U.S. Stamp Honors Painter Formerly Thought to be Counterfeiter

Fred Reed - September 9, 1999
  stamp honoring Harnett

William Harnett led an American revival of ancient Roman interest in “fooling the eye” with illusionist paintings so carefully rendered that they cause a viewer to interpret the subjects as existing three-dimensional objects.

Harnett’s skillful use of perspective and careful detailing of life-size objects has thrust the Philadelphia painter into the forefront of 19th century American artists. It also landed him on a U.S. stamp celebrating his considerable skills.

After training in silver engraving and schooling on the Italian Renaissance at the Academy of Fine Arts in Philadelphia, William M. Harnett took up the brush in 1873. He favored still lifes after the manner of Raphaelle Peale, but soon treated his admirers to a new way of seeing. His illusionist statements possessed verisimilitude, that is they looked real. “You could pull the necktie from the subject’s vest,” an admirer claimed.

Harnett favored every day items in his trompe l’oeil paintings. He depicted such things as Colt revolvers or horseshoes hanging on nails in the wall giving perfect illusion of three-dimensional objects in two-dimensional spaces.

Even at close range his shadowing and sensitivity to highlights made the viewer feel real objects were shown. His hunting scenes were so realistic, observers felt real rabbits and fowl were hanging on a door panel.

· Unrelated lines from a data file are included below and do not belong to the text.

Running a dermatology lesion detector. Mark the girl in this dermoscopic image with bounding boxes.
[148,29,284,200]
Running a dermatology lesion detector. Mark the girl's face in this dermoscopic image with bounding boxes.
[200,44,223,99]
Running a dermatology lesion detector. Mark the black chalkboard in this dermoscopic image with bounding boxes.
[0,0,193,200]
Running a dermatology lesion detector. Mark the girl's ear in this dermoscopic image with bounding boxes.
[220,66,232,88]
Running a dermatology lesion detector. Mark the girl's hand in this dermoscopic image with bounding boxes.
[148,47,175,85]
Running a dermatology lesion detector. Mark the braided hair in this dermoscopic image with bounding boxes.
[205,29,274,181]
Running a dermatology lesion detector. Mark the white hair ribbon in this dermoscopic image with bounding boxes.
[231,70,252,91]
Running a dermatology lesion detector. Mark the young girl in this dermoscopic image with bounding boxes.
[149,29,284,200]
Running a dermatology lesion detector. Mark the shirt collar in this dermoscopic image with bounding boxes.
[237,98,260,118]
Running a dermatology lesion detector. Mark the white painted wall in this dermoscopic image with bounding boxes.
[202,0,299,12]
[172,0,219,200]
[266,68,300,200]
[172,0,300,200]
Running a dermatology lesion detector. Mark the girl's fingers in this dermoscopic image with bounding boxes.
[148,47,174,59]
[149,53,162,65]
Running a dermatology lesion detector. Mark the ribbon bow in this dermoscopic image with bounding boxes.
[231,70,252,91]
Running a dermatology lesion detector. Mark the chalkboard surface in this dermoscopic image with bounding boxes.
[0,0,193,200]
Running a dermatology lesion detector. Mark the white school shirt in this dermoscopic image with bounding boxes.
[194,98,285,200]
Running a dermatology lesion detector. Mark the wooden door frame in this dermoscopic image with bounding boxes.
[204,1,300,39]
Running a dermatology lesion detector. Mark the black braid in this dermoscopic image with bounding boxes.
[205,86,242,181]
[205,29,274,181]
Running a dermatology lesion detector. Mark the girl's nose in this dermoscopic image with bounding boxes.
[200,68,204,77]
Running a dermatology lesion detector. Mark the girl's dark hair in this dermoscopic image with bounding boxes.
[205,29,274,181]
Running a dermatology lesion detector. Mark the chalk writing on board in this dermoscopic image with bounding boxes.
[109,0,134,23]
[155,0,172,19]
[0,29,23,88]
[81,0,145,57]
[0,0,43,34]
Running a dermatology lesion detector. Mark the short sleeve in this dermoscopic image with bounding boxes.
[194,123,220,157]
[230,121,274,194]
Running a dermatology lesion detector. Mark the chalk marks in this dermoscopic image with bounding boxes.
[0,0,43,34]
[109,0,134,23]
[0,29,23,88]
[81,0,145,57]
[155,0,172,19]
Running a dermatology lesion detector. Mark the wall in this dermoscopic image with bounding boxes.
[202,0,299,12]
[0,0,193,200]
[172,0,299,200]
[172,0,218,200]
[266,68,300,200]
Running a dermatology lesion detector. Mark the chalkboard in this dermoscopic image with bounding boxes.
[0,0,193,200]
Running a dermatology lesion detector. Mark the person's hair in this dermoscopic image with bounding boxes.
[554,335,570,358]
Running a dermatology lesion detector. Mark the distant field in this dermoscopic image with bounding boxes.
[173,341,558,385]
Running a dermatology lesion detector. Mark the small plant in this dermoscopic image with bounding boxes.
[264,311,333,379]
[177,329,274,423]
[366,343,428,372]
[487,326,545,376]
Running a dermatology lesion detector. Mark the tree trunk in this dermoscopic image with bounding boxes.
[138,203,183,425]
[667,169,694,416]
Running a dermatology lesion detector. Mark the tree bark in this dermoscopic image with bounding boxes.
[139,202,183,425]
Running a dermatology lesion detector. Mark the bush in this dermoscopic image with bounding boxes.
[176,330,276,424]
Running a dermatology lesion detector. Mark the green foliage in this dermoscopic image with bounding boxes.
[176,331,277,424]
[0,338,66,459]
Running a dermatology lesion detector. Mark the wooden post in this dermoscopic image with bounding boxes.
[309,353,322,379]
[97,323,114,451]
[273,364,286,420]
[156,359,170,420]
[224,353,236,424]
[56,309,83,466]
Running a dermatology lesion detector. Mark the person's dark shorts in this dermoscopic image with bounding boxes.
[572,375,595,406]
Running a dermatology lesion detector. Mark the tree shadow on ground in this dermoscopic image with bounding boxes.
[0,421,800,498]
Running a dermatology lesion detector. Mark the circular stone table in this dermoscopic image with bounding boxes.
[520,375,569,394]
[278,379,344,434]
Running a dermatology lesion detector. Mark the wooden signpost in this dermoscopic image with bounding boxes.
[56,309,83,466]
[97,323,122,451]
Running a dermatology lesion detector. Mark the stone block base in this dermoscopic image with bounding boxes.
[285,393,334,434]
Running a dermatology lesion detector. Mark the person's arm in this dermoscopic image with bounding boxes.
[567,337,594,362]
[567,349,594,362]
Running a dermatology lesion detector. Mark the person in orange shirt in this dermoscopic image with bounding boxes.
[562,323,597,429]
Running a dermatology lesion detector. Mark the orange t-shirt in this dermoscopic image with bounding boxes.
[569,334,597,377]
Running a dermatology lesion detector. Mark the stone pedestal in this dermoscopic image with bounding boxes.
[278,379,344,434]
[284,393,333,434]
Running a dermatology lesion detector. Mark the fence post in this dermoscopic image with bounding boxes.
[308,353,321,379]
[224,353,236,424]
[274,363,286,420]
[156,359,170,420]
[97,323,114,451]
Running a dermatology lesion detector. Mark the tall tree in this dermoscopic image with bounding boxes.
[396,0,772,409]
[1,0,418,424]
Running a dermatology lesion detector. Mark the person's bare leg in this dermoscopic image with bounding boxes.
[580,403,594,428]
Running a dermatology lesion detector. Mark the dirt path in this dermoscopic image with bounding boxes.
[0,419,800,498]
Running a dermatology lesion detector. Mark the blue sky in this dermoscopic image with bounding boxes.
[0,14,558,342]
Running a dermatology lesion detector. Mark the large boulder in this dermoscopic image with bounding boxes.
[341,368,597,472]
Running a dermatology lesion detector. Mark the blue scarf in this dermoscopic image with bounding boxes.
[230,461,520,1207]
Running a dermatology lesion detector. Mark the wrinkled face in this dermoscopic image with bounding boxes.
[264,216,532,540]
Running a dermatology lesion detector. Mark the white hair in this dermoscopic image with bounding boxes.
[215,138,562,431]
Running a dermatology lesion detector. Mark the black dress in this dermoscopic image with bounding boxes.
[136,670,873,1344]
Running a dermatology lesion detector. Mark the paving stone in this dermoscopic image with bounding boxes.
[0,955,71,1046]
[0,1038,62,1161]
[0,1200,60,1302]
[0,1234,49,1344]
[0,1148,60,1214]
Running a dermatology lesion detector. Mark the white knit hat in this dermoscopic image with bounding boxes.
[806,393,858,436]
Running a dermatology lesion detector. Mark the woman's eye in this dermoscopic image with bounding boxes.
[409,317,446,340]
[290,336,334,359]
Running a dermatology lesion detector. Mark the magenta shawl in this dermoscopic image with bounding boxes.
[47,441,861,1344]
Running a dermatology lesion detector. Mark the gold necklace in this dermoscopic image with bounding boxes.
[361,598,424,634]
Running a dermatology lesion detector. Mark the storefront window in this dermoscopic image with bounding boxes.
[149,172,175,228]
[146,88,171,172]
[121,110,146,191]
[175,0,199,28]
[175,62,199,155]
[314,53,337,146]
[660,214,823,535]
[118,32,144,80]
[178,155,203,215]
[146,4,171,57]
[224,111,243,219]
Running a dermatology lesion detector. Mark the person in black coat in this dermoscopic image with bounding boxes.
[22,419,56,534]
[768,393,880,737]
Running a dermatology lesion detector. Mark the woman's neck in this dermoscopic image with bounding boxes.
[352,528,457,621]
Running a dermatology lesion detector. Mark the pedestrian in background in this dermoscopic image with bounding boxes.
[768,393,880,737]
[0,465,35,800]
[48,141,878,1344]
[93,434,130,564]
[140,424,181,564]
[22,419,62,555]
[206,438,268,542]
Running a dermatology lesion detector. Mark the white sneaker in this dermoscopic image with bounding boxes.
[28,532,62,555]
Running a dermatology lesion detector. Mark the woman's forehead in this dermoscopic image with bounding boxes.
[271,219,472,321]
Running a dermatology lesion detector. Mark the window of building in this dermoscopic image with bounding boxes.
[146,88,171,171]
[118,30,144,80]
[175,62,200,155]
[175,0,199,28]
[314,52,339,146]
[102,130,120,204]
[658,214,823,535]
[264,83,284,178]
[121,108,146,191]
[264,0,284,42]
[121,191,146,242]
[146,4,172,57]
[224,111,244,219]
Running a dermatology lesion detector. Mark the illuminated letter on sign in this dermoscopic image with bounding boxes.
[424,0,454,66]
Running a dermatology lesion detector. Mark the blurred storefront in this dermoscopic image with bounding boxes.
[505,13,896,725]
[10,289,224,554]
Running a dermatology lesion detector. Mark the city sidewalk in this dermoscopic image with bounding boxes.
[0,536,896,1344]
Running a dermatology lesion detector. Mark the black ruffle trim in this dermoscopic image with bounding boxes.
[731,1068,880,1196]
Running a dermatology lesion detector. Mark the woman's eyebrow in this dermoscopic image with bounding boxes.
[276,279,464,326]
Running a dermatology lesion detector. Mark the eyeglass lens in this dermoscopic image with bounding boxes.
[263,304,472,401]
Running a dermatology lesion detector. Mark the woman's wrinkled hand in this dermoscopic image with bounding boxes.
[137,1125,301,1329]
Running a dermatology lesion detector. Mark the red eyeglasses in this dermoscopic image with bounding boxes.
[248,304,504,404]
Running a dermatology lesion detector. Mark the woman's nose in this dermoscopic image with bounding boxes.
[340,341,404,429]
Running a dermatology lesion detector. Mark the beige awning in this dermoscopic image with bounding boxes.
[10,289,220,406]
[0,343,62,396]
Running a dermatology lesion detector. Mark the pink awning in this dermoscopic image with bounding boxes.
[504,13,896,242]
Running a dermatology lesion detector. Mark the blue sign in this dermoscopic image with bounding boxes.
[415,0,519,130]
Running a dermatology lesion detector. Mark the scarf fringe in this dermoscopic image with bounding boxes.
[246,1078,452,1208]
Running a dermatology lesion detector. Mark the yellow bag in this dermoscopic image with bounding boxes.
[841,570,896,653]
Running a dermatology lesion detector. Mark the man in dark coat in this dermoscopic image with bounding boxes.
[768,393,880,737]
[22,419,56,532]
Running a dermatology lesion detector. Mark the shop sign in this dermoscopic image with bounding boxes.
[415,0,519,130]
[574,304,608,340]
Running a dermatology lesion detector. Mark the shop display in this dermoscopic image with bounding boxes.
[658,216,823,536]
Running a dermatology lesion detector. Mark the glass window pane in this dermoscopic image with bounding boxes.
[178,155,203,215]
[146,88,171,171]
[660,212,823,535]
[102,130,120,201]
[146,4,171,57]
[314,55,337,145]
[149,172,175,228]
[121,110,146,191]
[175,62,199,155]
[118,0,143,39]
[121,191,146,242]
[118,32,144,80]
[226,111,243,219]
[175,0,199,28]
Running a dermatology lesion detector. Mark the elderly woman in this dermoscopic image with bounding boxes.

Harnett contended that he was not merely imitating nature. He was purifying what he saw, distilling reality with his brush strokes. Harnett said that he both added to and subtracted from reality, but created the illusion that the content of his painting was “real.”

Nevertheless many in the art establishment apostrophized Harnett’s “art,” labeling it “painting by recipe.” Others demeaned the canvasses with the execrable lament that photography does it better.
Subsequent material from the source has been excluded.